Retailers in particular have long sought a technology that can manage inventories more efficiently than bar codes, which do little more than identify a product as a 50p can of cola or a £10.99 DVD. The RFID chip carries detailed data specific to each item: where it was made, when it was put on the shelf, when it passes its sell-by date. Better still, scanners located around the store can talk to the tags to find out when to order new supplies, to know what's in your basket (bad news for checkout staff) and to indicate when goods have not been paid for (worse news for shoplifters). As prices fall, the tags - less than 1mm long - will soon cost just a few pence each. The industry's visionaries see a future of vast computerised databases, fed by scanners all over the world to create an "internet" of physical things.
In the past few weeks, the number of companies planning to embed RFID tags into their products has reached a critical mass. Wal-Mart, which owns Asda, has told its top 100 suppliers that it expects all their goods to be chipped by 2005; Tesco has been testing the tags in its Sandhurst store; Marks & Spencer and Sainsbury's intend to hold trials of the technology. But it's not just retailers who are chipping away. The European Central Bank wants to put RFID tags into all new banknotes to deter counterfeiters; the US military is fitting tags to goods shipped to Iraq, and has even used them to track injured soldiers as they move from battlefield to hospital.
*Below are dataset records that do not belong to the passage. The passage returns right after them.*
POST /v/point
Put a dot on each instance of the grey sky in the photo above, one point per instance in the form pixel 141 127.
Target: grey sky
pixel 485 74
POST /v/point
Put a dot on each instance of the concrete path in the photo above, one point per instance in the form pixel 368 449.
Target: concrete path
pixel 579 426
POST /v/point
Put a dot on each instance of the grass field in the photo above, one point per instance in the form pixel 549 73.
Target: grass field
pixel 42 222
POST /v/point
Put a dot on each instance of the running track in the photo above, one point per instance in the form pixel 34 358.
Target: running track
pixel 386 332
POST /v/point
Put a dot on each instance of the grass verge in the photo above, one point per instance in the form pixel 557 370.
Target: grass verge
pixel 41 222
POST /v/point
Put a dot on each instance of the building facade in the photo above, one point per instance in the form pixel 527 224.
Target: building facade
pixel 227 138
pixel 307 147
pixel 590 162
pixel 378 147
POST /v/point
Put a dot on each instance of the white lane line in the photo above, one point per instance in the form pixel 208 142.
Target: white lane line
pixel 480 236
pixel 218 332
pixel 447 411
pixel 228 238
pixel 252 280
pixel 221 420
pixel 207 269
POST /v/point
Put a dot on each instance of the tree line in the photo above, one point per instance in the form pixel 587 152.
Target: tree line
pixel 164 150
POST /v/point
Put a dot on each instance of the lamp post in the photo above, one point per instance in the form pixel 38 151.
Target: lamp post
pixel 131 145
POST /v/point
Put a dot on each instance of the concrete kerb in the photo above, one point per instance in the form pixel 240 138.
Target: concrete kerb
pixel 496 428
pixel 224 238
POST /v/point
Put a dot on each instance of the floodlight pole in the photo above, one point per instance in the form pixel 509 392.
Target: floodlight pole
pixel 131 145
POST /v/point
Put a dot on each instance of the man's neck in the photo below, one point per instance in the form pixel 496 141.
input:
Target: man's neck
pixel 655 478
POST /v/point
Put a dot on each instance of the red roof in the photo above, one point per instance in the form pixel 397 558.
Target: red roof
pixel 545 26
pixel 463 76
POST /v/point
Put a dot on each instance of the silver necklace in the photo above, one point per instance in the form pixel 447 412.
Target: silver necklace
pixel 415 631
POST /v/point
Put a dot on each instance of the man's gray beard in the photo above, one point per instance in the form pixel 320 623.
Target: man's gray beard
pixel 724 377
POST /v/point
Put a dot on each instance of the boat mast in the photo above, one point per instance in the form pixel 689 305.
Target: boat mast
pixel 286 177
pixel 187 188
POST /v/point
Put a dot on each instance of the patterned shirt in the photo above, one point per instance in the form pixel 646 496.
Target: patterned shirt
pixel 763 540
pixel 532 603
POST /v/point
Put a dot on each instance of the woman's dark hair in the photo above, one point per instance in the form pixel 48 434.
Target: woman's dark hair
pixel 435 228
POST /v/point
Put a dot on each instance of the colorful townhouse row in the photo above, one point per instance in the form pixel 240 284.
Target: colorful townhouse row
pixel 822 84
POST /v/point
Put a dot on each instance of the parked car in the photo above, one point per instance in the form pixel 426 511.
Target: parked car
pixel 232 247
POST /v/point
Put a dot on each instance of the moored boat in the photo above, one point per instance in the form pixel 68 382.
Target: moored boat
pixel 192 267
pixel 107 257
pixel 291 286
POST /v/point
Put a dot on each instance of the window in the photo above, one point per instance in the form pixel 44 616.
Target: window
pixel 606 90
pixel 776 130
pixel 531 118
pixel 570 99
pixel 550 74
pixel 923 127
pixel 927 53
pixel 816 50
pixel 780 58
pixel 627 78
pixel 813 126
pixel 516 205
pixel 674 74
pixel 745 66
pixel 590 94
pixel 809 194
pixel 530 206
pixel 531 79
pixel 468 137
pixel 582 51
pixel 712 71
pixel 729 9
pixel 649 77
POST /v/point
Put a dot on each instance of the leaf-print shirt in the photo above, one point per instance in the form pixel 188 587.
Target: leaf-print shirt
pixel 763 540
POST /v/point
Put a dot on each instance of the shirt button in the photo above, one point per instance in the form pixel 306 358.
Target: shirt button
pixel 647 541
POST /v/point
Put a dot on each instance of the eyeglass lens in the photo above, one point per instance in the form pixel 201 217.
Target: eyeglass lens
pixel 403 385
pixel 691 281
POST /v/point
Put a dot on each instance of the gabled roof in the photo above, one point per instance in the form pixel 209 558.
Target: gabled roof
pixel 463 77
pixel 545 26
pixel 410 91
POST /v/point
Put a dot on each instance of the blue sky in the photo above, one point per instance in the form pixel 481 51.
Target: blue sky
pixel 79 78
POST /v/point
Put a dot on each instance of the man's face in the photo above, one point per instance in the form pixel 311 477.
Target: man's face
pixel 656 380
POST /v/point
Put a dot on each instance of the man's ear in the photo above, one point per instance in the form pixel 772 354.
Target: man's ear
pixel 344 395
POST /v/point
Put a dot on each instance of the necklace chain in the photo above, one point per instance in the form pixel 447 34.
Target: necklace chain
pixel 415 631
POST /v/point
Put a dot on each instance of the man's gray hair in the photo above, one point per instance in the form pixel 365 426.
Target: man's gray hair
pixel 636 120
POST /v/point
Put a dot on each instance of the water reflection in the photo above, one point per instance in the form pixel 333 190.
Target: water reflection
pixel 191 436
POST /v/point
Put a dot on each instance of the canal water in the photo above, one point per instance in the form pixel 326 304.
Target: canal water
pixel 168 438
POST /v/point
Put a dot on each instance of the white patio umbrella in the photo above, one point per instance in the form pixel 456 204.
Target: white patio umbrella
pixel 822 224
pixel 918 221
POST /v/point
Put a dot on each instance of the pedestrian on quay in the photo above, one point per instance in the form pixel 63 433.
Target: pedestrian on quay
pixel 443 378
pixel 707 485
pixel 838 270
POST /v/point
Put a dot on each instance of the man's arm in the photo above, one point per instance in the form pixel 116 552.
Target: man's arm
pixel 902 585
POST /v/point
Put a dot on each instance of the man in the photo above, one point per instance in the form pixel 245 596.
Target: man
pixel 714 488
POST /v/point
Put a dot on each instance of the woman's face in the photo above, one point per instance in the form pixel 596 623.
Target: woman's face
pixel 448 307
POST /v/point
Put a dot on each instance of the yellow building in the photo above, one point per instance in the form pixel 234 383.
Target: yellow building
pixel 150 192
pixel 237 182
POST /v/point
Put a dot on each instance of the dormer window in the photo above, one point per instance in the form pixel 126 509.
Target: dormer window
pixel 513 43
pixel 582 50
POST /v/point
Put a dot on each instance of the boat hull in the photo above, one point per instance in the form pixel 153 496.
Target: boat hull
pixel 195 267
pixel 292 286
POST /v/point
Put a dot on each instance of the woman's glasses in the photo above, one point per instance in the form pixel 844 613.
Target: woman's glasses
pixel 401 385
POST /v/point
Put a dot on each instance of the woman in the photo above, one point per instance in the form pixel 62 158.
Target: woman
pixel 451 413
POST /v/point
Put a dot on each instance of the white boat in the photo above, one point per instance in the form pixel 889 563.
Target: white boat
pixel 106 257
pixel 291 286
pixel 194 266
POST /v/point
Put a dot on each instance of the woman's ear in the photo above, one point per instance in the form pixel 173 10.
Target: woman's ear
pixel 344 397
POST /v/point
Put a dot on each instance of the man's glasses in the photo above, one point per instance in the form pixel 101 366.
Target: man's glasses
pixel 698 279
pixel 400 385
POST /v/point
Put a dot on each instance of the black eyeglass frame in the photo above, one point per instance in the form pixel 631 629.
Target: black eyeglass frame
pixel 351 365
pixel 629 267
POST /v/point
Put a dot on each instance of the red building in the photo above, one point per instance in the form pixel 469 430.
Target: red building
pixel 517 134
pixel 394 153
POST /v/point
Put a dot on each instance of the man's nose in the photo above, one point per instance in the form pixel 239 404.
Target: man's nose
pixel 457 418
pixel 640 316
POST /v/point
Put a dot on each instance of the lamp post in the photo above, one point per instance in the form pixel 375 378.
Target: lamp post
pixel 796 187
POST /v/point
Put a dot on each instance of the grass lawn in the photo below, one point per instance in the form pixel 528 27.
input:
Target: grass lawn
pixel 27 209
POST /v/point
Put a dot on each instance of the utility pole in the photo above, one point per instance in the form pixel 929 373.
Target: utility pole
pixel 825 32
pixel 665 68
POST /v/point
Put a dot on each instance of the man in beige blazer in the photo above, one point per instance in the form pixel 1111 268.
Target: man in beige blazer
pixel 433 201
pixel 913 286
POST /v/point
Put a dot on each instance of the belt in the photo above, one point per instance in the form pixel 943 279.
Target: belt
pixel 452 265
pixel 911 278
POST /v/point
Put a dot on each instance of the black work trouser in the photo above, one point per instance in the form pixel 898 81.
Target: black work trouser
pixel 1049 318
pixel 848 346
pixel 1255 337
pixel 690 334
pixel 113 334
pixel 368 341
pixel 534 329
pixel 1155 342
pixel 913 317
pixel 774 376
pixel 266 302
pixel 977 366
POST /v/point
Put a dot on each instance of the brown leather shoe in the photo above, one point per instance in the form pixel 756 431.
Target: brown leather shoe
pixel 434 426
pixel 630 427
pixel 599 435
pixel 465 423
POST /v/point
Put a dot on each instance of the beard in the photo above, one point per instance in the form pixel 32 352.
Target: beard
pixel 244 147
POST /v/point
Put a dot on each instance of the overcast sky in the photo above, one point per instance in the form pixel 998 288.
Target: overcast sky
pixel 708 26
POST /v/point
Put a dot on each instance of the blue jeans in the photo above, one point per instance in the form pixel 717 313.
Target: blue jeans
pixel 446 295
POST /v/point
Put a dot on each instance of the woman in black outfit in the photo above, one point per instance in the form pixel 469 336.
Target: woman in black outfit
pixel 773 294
But there remains a serious question that the industry has so far failed to confront. The tags remain active after they have left the store, unless they are switched off. What worries consumer groups is the power this revolution will give to people who want to know more about you - marketers, who can learn your purchasing habits simply by scanning your clothes from a few metres away, or muggers, who can use powerful receivers to learn who is carrying large numbers of banknotes. Benetton already faces a consumer boycott over plans to tag its pullovers, and privacy activists are uneasy about banknotes that can identify where they have been. Unless clear guidelines are agreed soon about how RFID data can be used, this clever innovation will face a damaging backlash.
Talking of futuristic scanners, the US Transportation Security Administration last week unveiled a new machine that it hopes will detect air passengers hiding even non-metallic weapons. The scanner, which relies on a technology called "backscatter" X-rays, distributes radiation so that dense objects produce darker shadows than human skin. The only problem: the passenger appears exactly as nature intended. "It does make you look fat and naked," the TSA's Susan Hallowell said as she bravely demonstrated how security staff would see her, with little of her modesty retained. Expect a surge in applications for airport-security jobs.
British Airways is not, by the way, offering free flights to anyone who forwards a current e-mail doing the rounds to ten more people. It's a hoax, and should be deleted - just as similar too-good-to-be-true offers from Microsoft and Disney proved to be in the past.